Roughly 670 students were out sick on Monday, a number that was close to a thousand last week. A school official said that many of the students have tested positive for influenza and some are suffering from gastrointestinal issues that may be due to the flu or another sickness.
Stafford High School in Fredericksburg, Virginia, reportedly serves around 2,100 students. School officials canceled athletics and after-school activities earlier this week, but classes remain open. The school announced on Monday that extracurricular activities would resume on Tuesday, but athletic competitions will remain on hold to prevent spreading the illness to other schools. The school’s football team already had to forfeit one game after a makeup game was canceled.

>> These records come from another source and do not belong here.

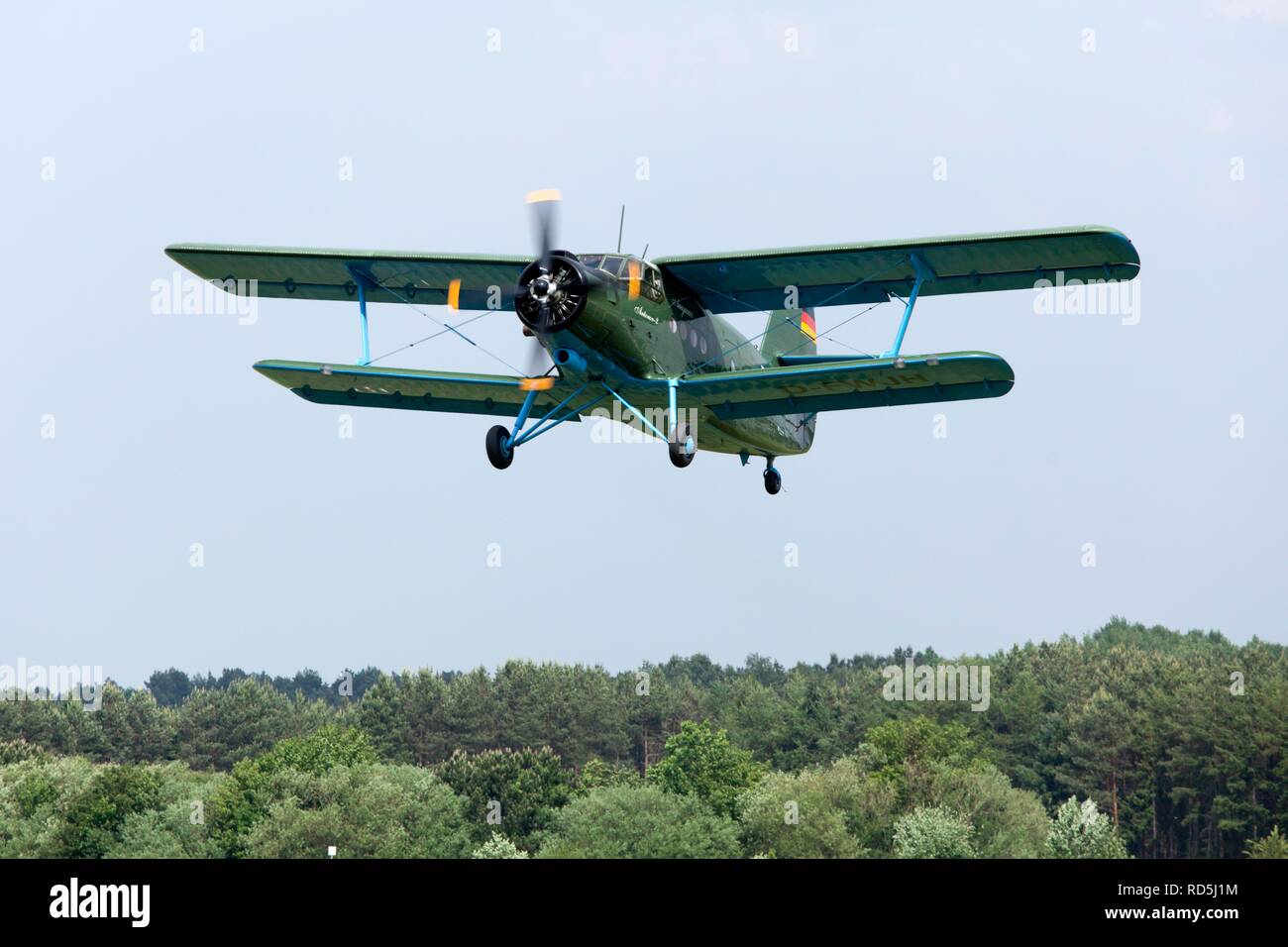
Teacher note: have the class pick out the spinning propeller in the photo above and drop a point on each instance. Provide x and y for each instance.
(552, 290)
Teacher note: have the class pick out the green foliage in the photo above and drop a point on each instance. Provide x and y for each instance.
(498, 847)
(35, 796)
(94, 819)
(20, 750)
(1273, 845)
(1180, 757)
(1008, 822)
(365, 810)
(823, 812)
(219, 728)
(639, 822)
(932, 832)
(1083, 831)
(702, 763)
(596, 775)
(246, 797)
(514, 789)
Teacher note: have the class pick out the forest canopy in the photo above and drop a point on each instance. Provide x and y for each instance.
(1131, 741)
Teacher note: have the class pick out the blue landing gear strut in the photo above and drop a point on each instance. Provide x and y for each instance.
(501, 442)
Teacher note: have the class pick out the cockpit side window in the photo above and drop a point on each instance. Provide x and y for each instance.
(651, 282)
(613, 264)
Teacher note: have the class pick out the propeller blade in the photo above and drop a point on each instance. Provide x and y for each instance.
(544, 221)
(632, 278)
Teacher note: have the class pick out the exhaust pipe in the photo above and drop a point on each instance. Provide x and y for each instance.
(574, 361)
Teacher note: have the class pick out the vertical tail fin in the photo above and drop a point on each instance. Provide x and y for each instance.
(789, 333)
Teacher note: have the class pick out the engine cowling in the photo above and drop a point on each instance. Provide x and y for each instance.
(563, 289)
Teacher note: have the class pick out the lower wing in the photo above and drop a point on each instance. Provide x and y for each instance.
(452, 392)
(840, 385)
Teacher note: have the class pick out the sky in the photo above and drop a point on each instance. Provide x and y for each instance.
(1136, 470)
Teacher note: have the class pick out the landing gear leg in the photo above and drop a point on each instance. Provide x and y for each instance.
(773, 479)
(683, 447)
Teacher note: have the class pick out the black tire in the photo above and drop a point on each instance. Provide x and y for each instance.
(497, 453)
(677, 449)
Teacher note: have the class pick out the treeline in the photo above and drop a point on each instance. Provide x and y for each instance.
(1177, 741)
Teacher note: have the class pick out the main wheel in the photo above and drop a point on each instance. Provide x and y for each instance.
(683, 449)
(497, 450)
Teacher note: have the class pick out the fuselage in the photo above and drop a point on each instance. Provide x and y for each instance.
(653, 331)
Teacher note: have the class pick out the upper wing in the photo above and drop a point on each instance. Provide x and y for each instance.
(389, 275)
(833, 385)
(412, 389)
(851, 273)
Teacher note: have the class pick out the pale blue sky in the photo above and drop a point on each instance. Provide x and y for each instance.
(329, 553)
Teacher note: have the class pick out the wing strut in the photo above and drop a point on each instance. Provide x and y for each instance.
(361, 281)
(923, 274)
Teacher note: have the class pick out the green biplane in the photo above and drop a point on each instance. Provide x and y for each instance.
(652, 335)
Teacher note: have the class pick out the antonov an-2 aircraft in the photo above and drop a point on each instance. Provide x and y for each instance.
(652, 335)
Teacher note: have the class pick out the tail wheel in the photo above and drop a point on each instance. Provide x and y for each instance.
(773, 480)
(684, 447)
(497, 447)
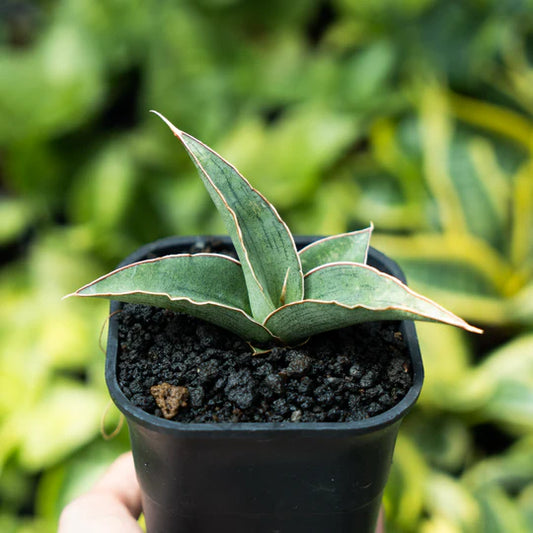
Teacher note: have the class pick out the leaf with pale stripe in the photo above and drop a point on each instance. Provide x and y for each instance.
(351, 247)
(207, 286)
(263, 242)
(339, 295)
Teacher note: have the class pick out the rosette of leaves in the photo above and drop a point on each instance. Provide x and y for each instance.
(273, 292)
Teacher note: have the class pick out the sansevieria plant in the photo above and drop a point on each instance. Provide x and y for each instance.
(274, 292)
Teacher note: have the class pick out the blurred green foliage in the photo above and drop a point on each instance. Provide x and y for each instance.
(415, 114)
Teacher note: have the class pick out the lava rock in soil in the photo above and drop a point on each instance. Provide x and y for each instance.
(339, 376)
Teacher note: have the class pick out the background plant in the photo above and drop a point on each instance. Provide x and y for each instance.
(414, 114)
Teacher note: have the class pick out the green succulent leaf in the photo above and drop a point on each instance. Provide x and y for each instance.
(263, 242)
(342, 294)
(207, 286)
(352, 247)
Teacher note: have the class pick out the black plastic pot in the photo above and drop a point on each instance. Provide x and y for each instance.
(258, 478)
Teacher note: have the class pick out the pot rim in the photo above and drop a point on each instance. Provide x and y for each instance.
(244, 429)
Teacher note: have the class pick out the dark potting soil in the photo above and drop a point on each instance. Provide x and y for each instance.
(340, 376)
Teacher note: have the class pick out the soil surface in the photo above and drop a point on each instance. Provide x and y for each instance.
(346, 375)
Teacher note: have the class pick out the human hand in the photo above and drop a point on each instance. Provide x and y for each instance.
(114, 504)
(111, 506)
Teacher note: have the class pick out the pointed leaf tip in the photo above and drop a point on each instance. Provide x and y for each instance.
(177, 132)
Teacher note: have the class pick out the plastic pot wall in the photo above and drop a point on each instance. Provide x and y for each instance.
(249, 477)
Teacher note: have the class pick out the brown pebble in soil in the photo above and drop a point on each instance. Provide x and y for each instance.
(169, 398)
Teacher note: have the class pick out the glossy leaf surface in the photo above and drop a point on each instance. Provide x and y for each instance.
(262, 240)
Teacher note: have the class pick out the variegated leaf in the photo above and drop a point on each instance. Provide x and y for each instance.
(342, 294)
(207, 286)
(262, 240)
(351, 247)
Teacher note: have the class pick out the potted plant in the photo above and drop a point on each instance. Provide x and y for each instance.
(224, 467)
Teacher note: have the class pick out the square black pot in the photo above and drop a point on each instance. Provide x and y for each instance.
(288, 477)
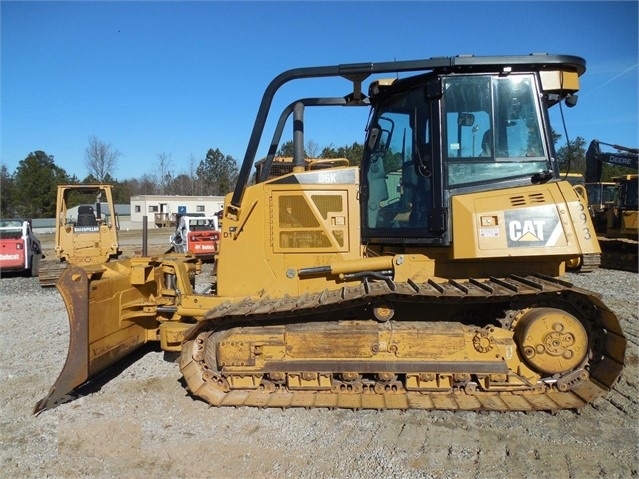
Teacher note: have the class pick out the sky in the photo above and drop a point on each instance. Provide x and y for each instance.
(175, 79)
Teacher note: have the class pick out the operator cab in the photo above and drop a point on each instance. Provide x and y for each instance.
(435, 135)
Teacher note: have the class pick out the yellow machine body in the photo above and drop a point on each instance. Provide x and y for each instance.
(330, 289)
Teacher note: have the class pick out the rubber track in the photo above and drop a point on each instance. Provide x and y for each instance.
(512, 290)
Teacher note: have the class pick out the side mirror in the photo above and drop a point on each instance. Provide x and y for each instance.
(571, 100)
(373, 138)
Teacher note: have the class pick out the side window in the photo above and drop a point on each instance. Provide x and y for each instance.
(398, 168)
(492, 129)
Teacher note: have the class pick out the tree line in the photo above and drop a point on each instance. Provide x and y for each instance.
(30, 191)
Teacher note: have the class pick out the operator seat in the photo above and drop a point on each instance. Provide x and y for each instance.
(86, 217)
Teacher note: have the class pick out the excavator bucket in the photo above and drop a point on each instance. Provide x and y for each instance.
(73, 286)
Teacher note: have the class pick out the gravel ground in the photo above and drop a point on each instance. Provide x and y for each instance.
(141, 422)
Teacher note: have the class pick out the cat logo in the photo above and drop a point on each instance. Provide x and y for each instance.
(534, 227)
(528, 230)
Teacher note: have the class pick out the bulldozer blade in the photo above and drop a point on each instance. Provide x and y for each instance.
(74, 287)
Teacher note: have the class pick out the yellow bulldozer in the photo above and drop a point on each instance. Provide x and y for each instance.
(86, 230)
(427, 277)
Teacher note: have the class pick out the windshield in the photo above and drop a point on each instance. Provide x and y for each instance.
(492, 129)
(398, 182)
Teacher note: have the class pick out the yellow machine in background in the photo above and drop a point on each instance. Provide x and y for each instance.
(86, 230)
(425, 278)
(613, 204)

Officials say they will keep deep cleaning the school and disinfecting surfaces until attendance returns to normal, adding that Virginia Health Services (VHS) recommended that the school remain open. The school’s water fountains and food services have been investigated by school officials, who do not believe they are connected to the outbreak.
It is unknown how so many kids contracted the virus, though the Stafford student paper speculated it may have been during the homecoming dance, which was attended by “more than 1,200 students” and held in a cafeteria roughly the size of a football field on October 15.